Mild iron elevation with normal transferrin saturation often reflects recent iron supplementation, a recent meal, or recent blood transfusion — transient rises that resolve within days. Calculate your transferrin saturation (iron/TIBC ratio): if it is < 45%, you do not have iron overload despite mildly high iron. If it is > 45% and consistently high on repeat testing, investigate for hereditary hemochromatosis (HFE genetic testing) or secondary overload (liver disease, chronic transfusion). A single high iron without high transferrin saturation is rarely clinically significant.
Not without testing. Iron overload causes fatigue, anemia causes fatigue, inflammation causes fatigue, poor sleep causes fatigue, and thyroid dysfunction causes fatigue. Taking iron without confirmed deficiency (low serum iron + low ferritin + low transferrin saturation) risks iron overload and free-radical damage. Test your full iron panel, hemoglobin, HbA1c, TSH, and hs-CRP before supplementing. Most fatigue in healthy adults is not iron deficiency.

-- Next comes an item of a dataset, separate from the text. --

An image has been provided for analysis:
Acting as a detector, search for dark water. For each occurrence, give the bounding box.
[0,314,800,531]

Serum iron is often ordered, but most primary-care providers order it without the full iron panel (ferritin, transferrin saturation, TIBC), making interpretation weak. A thorough iron assessment requires all four markers. If your vårdcentral ran only serum iron, ask for ferritin and transferrin saturation to complete the picture. Some private longevity services and comprehensive checkups include the full panel by default.
Yes. Serum iron can fluctuate 30–50% within a day (diurnal rhythm), weeks (menstrual cycle in women), or months (seasonal changes, inflammation, infection, diet changes, blood donation). Ferritin is more stable but still rises with inflammation. For meaningful monitoring, retest iron under the same conditions (morning, fasting, same time of year) and allow 2–4 weeks between tests to see real biological change, not noise.

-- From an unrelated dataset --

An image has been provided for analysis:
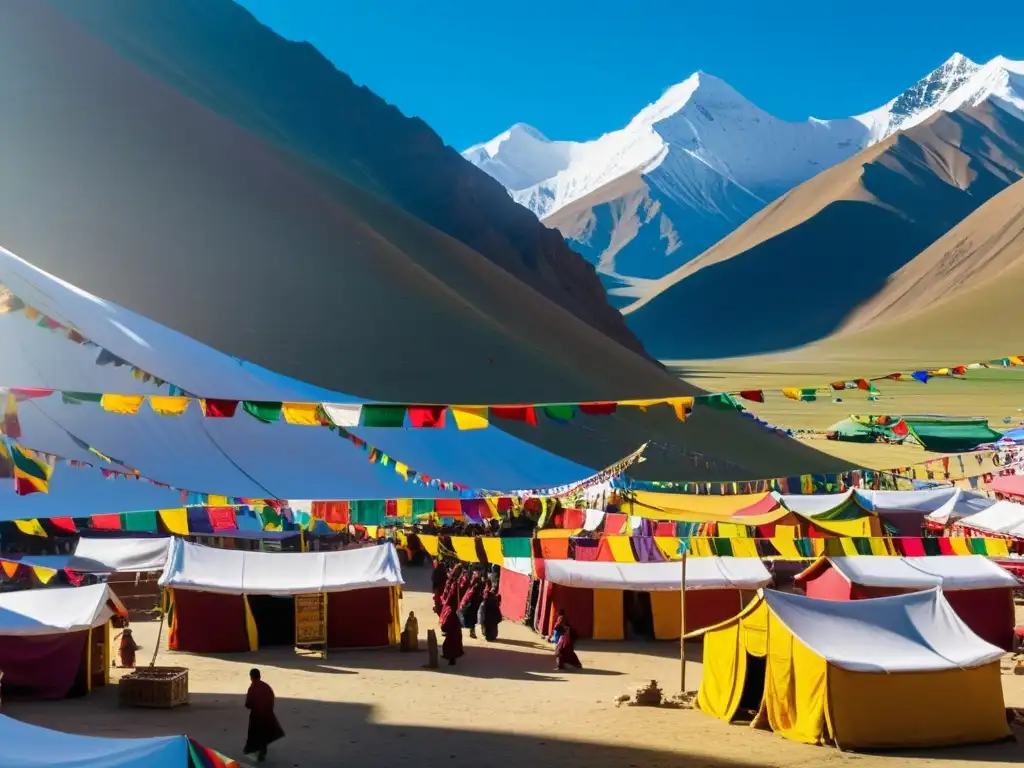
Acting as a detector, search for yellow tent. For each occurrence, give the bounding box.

This pattern — markedly elevated iron (often > 40 µmol/L) and very high transferrin saturation (> 60%) — signals probable iron overload, possibly hereditary hemochromatosis. Untreated, iron deposits in the liver (cirrhosis), heart (cardiomyopathy), pancreas (diabetes), and joints (arthropathy) over years to decades. Referral to a hepatologist for HFE mutation testing and liver ultrasound/MRI is urgent. If hereditary hemochromatosis is confirmed, therapeutic phlebotomy (removing 400–500 mL blood weekly until iron stores normalize) is curative and well tolerated.

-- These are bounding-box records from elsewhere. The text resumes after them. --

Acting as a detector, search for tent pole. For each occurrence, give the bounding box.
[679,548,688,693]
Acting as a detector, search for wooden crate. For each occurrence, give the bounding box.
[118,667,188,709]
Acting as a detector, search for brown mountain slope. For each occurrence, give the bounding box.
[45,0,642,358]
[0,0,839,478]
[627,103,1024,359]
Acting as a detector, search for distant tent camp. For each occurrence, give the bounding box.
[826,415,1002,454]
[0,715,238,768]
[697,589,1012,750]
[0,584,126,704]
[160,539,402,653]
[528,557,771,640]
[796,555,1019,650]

Pregnancy increases iron demand 2–3 fold (fetal hemoglobin synthesis, expanded maternal blood volume, placental iron transfer). Serum iron often drops, and ferritin drops even more if iron stores were marginal at conception. Many pregnant women develop iron-deficiency anemia if they do not supplement. Iron supplementation in pregnancy (typically 30 mg elemental iron daily) is standard care, especially in the second and third trimesters. Postpartum, iron losses through lochia (bleeding) further deplete stores; breastfeeding mothers with low baseline iron should continue supplementation for 3–6 months postpartum.